Es cierto que el Papa Francisco no tiene una visión “política” para proponer, ni quiere tener una para ofrecer, pero está convencido de que este mundo tal como es hoy, al comienzo de este milenio, tiene que cambiar. Y también sabe muy bien que las verdaderas revoluciones y los profundos cambios tienen lugar a través del trabajo de hombres espirituales, que saben cómo descender a las profundidades de la historia, que saben cómo vincular el Evangelio con los “signos de los tiempos” para iniciar un movimiento de cambio. La decisión de Papa Francisco de unirse a Francisco de Asís ilumina sus gestos y su estilo: unir el Evangelio y los pobres, la caridad y la pobreza, es el camino de este pontificado. Asís no cambió la historia de su tiempo con la política o las armas, sino precisamente con la elección de predicar el Evangelio a los ” menores” (entonces excluidos). Y, en una época de monasterios y grandes catedrales, aquel movimiento de hombres y mujeres espirituales, llevó el Evangelio por la calle, de hecho, en las periferias, Iglesia y sociedad han cambiado. No es casualidad que el Papa Francisco eligiera predicar el Evangelio diariamente desde la pequeña capilla de Santa Marta y unirse directamente, de inmediato, a ese “pueblo de Dios” que le corresponde con afecto y con gran atención.

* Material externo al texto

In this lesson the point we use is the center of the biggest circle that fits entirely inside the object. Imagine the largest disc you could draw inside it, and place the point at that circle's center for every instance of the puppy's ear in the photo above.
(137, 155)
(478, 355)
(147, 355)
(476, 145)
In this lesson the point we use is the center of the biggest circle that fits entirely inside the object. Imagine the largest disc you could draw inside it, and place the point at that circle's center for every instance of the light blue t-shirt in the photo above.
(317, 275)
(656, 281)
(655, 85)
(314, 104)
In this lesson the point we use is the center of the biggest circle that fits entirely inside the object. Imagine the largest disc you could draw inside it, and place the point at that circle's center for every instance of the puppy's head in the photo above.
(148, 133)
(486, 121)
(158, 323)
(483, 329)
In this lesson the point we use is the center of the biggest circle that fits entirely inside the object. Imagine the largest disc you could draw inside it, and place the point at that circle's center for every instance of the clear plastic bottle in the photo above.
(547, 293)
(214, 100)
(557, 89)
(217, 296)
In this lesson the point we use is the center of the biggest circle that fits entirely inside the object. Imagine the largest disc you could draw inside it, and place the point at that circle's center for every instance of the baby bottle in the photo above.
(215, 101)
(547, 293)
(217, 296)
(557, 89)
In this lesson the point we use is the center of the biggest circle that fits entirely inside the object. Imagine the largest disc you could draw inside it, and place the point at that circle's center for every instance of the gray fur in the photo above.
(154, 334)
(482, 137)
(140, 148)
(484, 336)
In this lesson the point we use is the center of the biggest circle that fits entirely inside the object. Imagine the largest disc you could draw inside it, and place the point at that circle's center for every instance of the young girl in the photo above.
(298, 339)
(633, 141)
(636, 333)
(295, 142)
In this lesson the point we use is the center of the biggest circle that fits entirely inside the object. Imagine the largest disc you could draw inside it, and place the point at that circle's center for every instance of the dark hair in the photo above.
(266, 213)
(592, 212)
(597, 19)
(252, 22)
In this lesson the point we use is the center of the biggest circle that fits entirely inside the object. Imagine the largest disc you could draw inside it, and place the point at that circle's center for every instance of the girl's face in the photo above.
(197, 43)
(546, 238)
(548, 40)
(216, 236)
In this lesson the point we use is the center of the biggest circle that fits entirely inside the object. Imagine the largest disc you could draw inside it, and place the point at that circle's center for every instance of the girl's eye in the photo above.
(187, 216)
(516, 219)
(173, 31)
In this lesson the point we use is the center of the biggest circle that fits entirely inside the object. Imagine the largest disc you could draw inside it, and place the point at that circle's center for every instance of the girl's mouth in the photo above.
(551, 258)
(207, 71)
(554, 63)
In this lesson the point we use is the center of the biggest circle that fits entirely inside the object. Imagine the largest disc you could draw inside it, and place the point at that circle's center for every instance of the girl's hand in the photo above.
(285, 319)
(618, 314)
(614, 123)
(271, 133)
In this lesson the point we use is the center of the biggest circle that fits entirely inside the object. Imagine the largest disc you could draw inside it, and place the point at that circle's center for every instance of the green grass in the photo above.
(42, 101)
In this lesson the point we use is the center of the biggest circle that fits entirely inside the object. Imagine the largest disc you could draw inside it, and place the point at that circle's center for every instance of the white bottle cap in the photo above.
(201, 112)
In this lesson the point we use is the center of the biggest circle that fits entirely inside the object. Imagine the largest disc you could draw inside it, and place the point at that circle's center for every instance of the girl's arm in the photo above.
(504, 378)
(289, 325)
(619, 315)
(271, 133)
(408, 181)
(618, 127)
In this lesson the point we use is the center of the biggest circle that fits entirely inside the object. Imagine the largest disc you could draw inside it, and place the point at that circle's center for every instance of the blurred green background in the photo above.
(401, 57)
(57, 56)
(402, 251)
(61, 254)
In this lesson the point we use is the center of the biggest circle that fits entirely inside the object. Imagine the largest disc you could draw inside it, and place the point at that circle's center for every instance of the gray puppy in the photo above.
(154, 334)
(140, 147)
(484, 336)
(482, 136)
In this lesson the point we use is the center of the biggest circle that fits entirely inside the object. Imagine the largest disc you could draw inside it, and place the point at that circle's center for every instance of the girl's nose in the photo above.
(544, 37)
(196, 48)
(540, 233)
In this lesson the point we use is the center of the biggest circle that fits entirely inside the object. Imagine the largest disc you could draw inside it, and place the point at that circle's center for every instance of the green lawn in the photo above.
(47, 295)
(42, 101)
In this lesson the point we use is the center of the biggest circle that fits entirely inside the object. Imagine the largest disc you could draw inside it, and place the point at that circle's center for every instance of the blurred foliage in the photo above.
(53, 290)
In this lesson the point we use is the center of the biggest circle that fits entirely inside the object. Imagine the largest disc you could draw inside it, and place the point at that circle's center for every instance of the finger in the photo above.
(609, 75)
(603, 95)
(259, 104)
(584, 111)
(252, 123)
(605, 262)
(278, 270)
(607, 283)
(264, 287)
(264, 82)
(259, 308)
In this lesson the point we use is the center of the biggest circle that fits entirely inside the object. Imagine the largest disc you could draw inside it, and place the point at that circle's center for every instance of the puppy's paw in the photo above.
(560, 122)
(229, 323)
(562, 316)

Al despedirme del lector de estas páginas, confío que haya podido advertir aquel hilo rojo que ha atravesado veinte siglos de historia cristiana uniendo innumerables testimonios que han reformado la Iglesia vinculando el amor por el Evangelio con el de los más pobres. Papa Francisco recoge este largo hilo rojo y hace resplandecer todavía aquel amor gratuito que empuja a los creyentes a encontrar “la alegría en dar más que en recibir”, como escribe el Apóstol citando una frase de Jesús, antes sólo dar sin pedir nada para sí. Así lo hizo primero Jesús.